School admins (read: pedophiles) cross boundaries to mold our minds in ways that are obviously unacceptable for healthy and functional children. But most parents are okay with it, because what they’re actually doing is rescuing us. We are normal kids afflicted with a disease called autism, and when they “treat” our autistic behaviors, they are bringing out our true selves that lie underneath the disease. Simultaneously, they segregate us and restrict our freedom, because we are diseased and it must remain easy to treat us. I’m not talking about old-school ABA or whatever the fucking strawman is that modern professionals use to excuse what they do. I’m talking about how they isolate us into sped classrooms with children who have sub-80 IQs because they think it makes it easier for us to socialize. I’m talking about how they force us to go at the same pace as other kids even when we can go twice as fast. I’m talking about how they assign people to stalk us (read: recent college graduates stuck with the worst job in the district, or maybe pedophiles) and influence us into opening up, like it’s a crime to be private.

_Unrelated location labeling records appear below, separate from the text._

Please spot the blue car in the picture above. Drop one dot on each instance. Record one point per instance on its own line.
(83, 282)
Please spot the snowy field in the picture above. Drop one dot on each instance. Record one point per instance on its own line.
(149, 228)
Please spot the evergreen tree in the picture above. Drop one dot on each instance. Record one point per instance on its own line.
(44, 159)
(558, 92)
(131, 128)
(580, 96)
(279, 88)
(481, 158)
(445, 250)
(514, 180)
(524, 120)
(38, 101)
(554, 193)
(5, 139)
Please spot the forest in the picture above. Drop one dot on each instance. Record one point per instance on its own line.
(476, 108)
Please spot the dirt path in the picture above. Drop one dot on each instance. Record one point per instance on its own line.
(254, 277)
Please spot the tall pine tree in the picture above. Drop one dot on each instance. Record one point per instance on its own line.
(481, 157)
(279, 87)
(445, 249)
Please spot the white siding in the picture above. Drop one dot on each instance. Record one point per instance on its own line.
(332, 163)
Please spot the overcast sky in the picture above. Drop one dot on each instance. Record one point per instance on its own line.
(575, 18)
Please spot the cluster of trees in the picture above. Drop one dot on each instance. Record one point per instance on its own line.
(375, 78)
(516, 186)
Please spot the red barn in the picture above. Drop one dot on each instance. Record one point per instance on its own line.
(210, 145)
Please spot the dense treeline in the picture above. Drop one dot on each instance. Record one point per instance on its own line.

I’m talking about how they force our parents to take us to pedophile psychiatrists when we don’t like it, so that they can give us mood-altering drugs.

What I’m advocating for is not extremist libertarianism. It’s completely okay to do all of the above to people who have a debilitating mental illness, such as schizophrenia or (certain types of) bipolar disorder. The popular view of autism as a force that oppresses the person is actually true in the case of those disorders. What I’m arguing here is that autism is no such disorder, because autism is not even real. ADHD isn’t a “condition” either (it’s normal human behavior) but at least it’s somewhat tangible. Autism is just a vibe. You don’t get to treat people as if they’re being committed because of a vibe. It is unfair. It deprives us of the chance to lead normal lives, even if those lives would still be challenging on account of our weirdness. There may have been a time where bullying was more rampant and some of us wished to be segregated and drugged into la-la-land, but the grass is always greener on the other side.

TL;DR autism isn’t real. Low-functioning people should be treated individually and don’t benefit from being lumped in with us. Many autistic symptoms such as scripting and stimming can also be disruptive, but not to the point of treating your kid like a fucking inpatient for their entire life. Many kids simply grow out of those behaviors; but it’s too late because they’re already diagnosed with autism, and now all of their weirdness will be placed under a microscope and made part of a “treatment plan.” It’s enough. I am not sick. I do not have a mental disorder. I am a child of God and I am in control of my own life, for better or worse. When I was a kid, I chose to do stupid and annoying shit. There was no external force called “autism” making that choice for me, the way that people with Tourette’s have an excess of dopamine influencing their behavior; it was simply my choice, for better or worse. I am a human being. We’re imperfect and we do weird shit. I was probably weirder than most. But I was never sick and I didn’t deserve to be segregated or drugged. I should’ve been allowed to excel instead of being made to slow down because my treatment plan said that getting along with my peers was “the goal for me.” I shouldn’t have been told that my destiny was decided by autism; it didn’t happen to me, but many people who are told that respond by seeking out other autistic teenagers, and they embrace their isolation and develop EDs or become transgender. A lot of those kids could just integrate with normal people if you stopped telling everyone that they’re sick! Please stop drugging us please and thank you.